Hierarchical structure-based joint operations algorithm for global optimization

Joint operations algorithm (JOA) is a metaheuristic algorithm based on joint operations strategy in military theory, which incorporates three core operations – offensive, defensive and regroup – and has excellent performance in global optimization problems. To enhance the optimization performance of the original JOA, we re-examine the positioning of the three core operations in balancing global exploration and local exploitation, and propose a hierarchical structure-based JOA variant (abbreviated as HSJOA) by adjusting their execution mechanism. In addition, we redesign the three core operations to give full play to their synergy effect.
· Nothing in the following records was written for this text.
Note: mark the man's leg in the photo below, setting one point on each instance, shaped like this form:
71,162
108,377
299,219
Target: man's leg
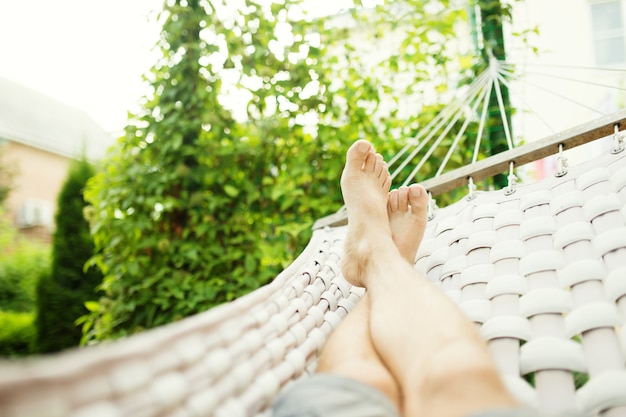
432,350
349,351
In the new offensive operations, we simplify its specific execution strategy, but introduce an adjustment parameter to retain valuable position information. In the modified defensive operations, we integrate the influence of officer and elite comrades on soldiers to design a Gaussian distribution-based conservative defensive strategy and one Cauchy distribution-based aggressive defensive strategy. In the novel regroup operations, we replace the original random division strategy with a sorting-based division scheme. To evaluate the optimization performance of HSJOA, we conduct comparison experiments using nine excellent algorithms to deal with four real-life optimization problems and thirty test functions from IEEE CEC 2014 testbed. The comparison results show that the overall optimization performance of HSJOA is significantly better than the original JOA, the outstanding variants (TAPSO and GODE) of two well-known algorithms and four recently proposed algorithms (EO, SOA, MPA and WOA), while inferior to two winners of IEEE CEC competition (L-SHADE and EBOwithCMAR), but HSJOA clearly outperforms L-SHADE and EBOwithCMAR in terms of the runtime consumption.